Carmen Würth, die bei der Graduierungsfeier die Festrede hält, rückt die emotionale Seite in den Blickpunkt. "Für mich ist neben dem fachlichen Rüstzeug genauso wichtig, dass sie eine Persönlichkeit werden“, betont die Unternehmersgattin. "Dazu sind für mich Demut und Respekt und Verantwortung im sozialen Bereich unverzichtbar“, unterstreicht Carmen Würth. "Bleiben Sie neugierig und bewahren Sie sich ein Gefühl von Sehnsucht“, gibt sie den Absolventen des Campus Künzelsau mit auf den Weg.

Verlorene Umgangsformen

Im anschließenden Interview mit der Studentin Elinda Shala und Moderatorin Bernadette Schoog fordert die 81-jährige auch eine andere Führungskultur in Unternehmen. "Wir brauchen Führungskräfte, die wissen, wo es langgeht. Aber wenn wir es nicht schaffen, die Menschen mitzunehmen, dann läuft etwas schief“, betont Carmen Würth. Sorgen macht sie sich um den guten Umgang miteinander. "Hier ist viel verloren gegangen“, kritisiert sie. Musik, Literatur und "viele wunderbare Philosophen“ seien gute Lehrmeister, die dabei helfen können, das Verlorene zurückzugewinnen.

Um dies anschaulich zu unterstreichen hat Carmen Würth einige Bücher aus ihrer Bibliothek Frau Holle in Künzelsau mitgebracht. Darunter sind Werke von Wilhelm Leibnitz, Immanuel Kant, Ashley Cooper und Gerhard Hüther. "Wir werden die Bücher bestellen und in unsere Bibliothek aufnehmen“, verspricht Thomas Bezold am Ende eines beeindruckenden Auftritts.

Positives Urteil

Beeindruckend ist auch die Karriere von Nadine Philippin, die die Absolventenansprache hält.
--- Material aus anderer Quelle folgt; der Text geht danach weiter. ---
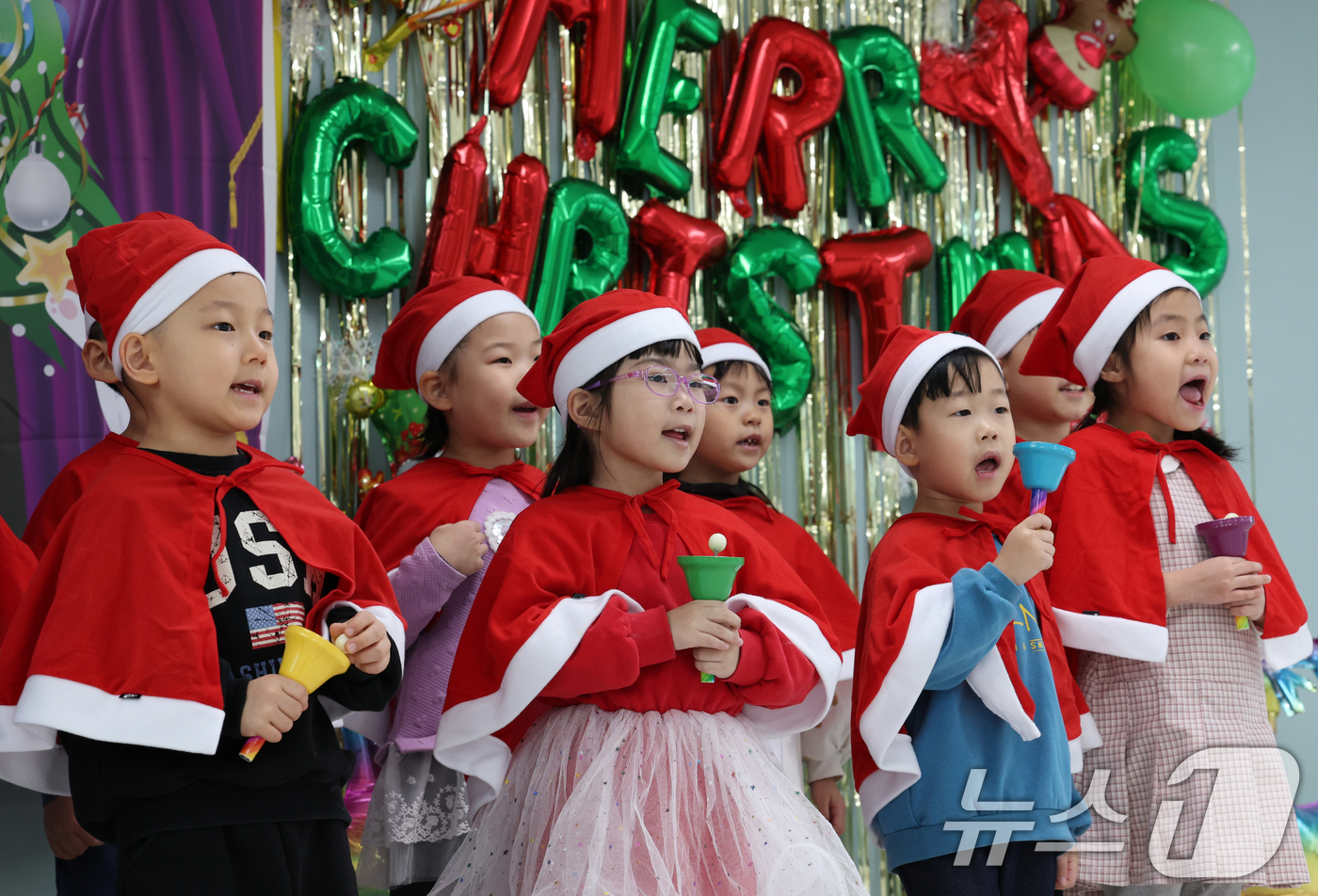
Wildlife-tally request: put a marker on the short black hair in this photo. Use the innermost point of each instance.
(575, 464)
(725, 368)
(1104, 394)
(941, 379)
Sie hatte nach dem Realschulabschluss zunächst eine Ausbildung absolviert und einige Jahre Berufserfahrung gesammelt. Dann musste zunächst die Fachhochschulreife nachgeholt werden, ehe sie Wirtschaftsingenieurwesen studieren konnte. "Das ganze Vorhaben glich nicht der Besteigung des Feldbergs, sondern eher der des Mount Everest“, erinnert sich Nadine Philippin. Dennoch fällt ihr Urteil positiv aus. "Ich bereue nichts, nicht einen Schritt, nicht einen einzigen Augenblick“, betont sie. Philippin lobt am Campus Künzelsau vor allem die "familiäre Atmosphäre und die kleinen Semestergruppen“.
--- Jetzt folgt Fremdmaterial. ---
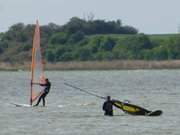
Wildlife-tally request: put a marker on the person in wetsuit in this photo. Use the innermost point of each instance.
(47, 86)
(108, 107)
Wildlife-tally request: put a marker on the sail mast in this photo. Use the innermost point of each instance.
(36, 44)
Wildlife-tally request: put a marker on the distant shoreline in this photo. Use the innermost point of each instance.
(97, 65)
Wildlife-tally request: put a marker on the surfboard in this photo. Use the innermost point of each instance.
(134, 109)
(21, 105)
(155, 113)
Als Erinnerung an den feierlichen Abend gibt es von der Hochschule neben den Urkunden eine Powerbank und einen Antistressball, die Stadt übergibt ein Handtuch mit der Aufschrift: in Künzelsau studiert. Auch Carmen Würth hat etwas mitgebracht. Jeder Absolvent bekommt eine Papierrolle mit der legendären Geschichte "Das Kaffeehaus in Surat“. Eine besondere Erinnerung an einer ganz besonderen Graduierungsfeier.